At such times, she would guide him, usually stumbling with weariness, up to her rooms in the very first building finished on the summit, serving as her dispensary to treat the injuries sustained by the construction gangs. In those private rooms, she and Myrddin did a great deal more than eat and sleep. The sport they shared did him good, relaxing him and drawing him ever more delicately into her own trap.
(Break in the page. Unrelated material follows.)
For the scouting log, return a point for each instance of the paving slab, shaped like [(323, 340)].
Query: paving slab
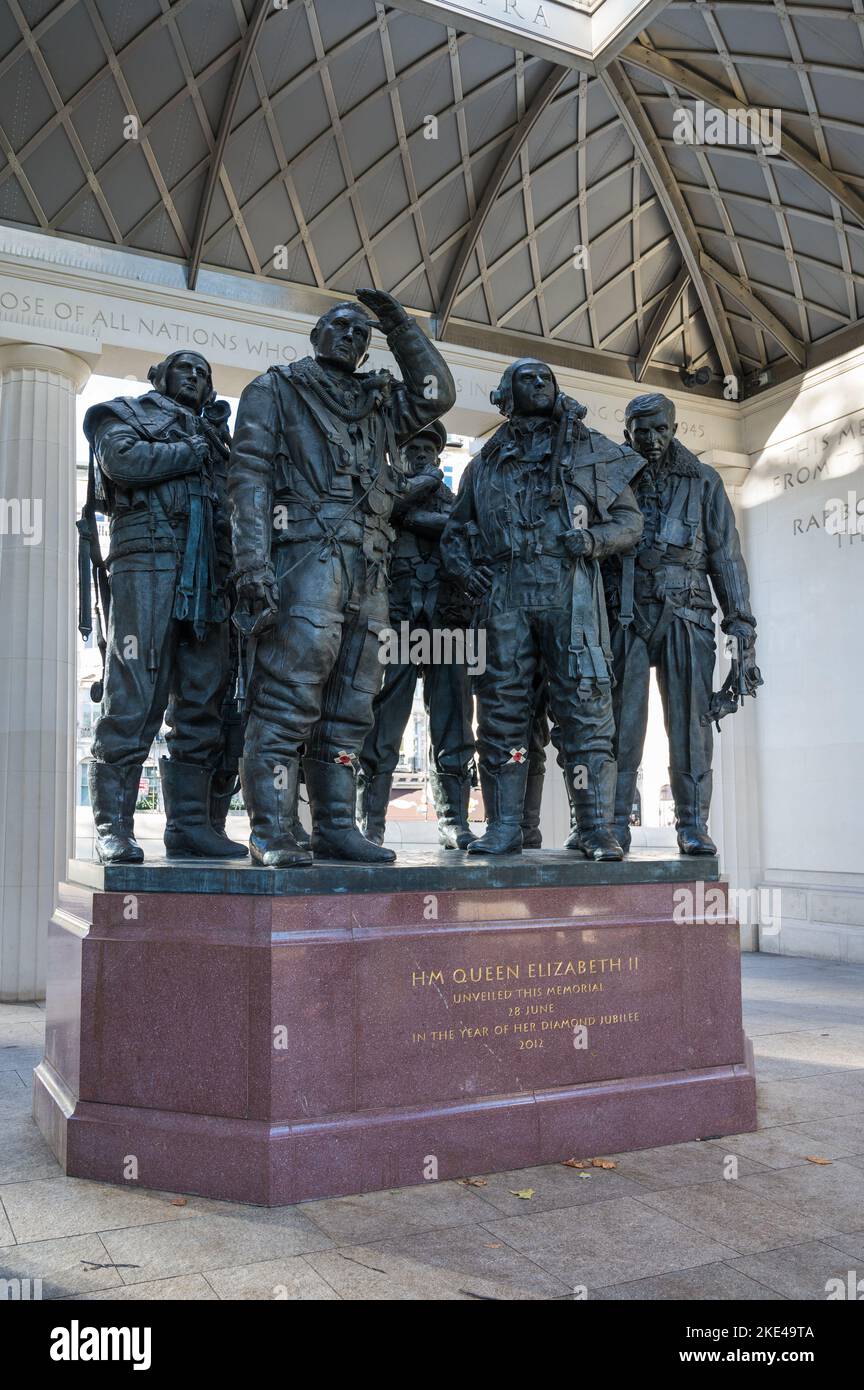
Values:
[(292, 1279), (678, 1165), (706, 1283), (186, 1287), (200, 1243), (54, 1207), (784, 1146), (371, 1273), (607, 1243), (381, 1215), (24, 1154), (739, 1218), (68, 1266), (552, 1186), (475, 1253), (832, 1194), (798, 1271)]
And while he was distracted by her not inconsiderable charms, she bled him dry of every secret she could wheedle loose, pillow talk shared between lonely druidic professionals with no one else to share or understand the problems of their work. Given Myrddin's flattery-susceptible ego, larger than the whole of God's wide heavens, coupled with his long-standing infatuation with her, it was very simple to persuade him to share everything Covianna wanted to know.

He whispered the teaching epigrams between kisses, between couplings which were sometimes hard and fast, but more often slow and lazy and deeply satisfying—and always profitable. She learned the secrets of his wizardly lore, much of which consisted simply in knowing what men and women—be they superstitious peasants or kings with fine, classical educations—would do under given sets of circumstances, then uttering pronouncements calculated to achieve the desired outcome. Parable after parable slipped from his lips to her ears, deepening her understanding of how to manipulate people and situations.

He taught her healing lore not even Marguase had known, secrets picked up as a boy in Constantinople, from healers he had known before Covianna's birth. And most valuable of all, she learned the greatest secret of alchemy, long sought by her tribe of master smiths, but never found. The simplicity of it set her to laughing softly in the darkness.

"To change lead—the basest dross—into gold," he murmured, nuzzling her breast, "all that is required is the philosopher's stone."

"What stone is that? Something found only in a far country? Worth more than all the gold in Rome?"

He chuckled. "No, nothing like that. The alchemist's fabled prize is no stone at all."

"No stone at all? But—"

He tapped her temple. "The philosopher's stone is the rock-solid knowledge of philosophy itself. What does philosophy teach a man to do? To look at the gross and ordinary world of clay, of lead and crass stupidity, and to see within each crass and stupid thing the shining sparks of divinity waiting to be set free. And how does one set them free? By seeing them in the first place and acknowledging their existence, through the philosopher's skill of symbolic sight. Any man can change 'lead' into the 'gold' of wisdom, does he but understand this one, profoundly powerful secret."

It was the source of Emrys Myrddin's power, Covianna realized with a wondrous opening to the possibilities it made suddenly real and shining. No wonder Myrddin had been revered as a prophet even as a child, when he had seen the world through his philosopher's eyes, trained by the best minds of the East. He had seen clearly where Vortigern's weakness and greed would lead both Vortigern and the entire Briton race—and had uttered his first profound "prophecy" in symbolic terms even a slack-brained fool like Vortigern could understand. Red dragon of Britain would fight white dragon of Saxony, and Vortigern was the inevitable loser.

The very utterance of the "prophecy" had been Vortigern's undoing, leading his own sons to betray him while uniting the people behind Ambrosius Aurelianus and his closest friend, Uthyr pen Dragon—chosen by the "dragon," by Emrys Myrddin himself, who had invented the "dragon" whole cloth to represent the whole of the British people. It was so delightfully simple, Covianna marveled that she had not seen it sooner. It was another mark of Myrddin's genius that he had shared the source of his power with no one, not even Artorius.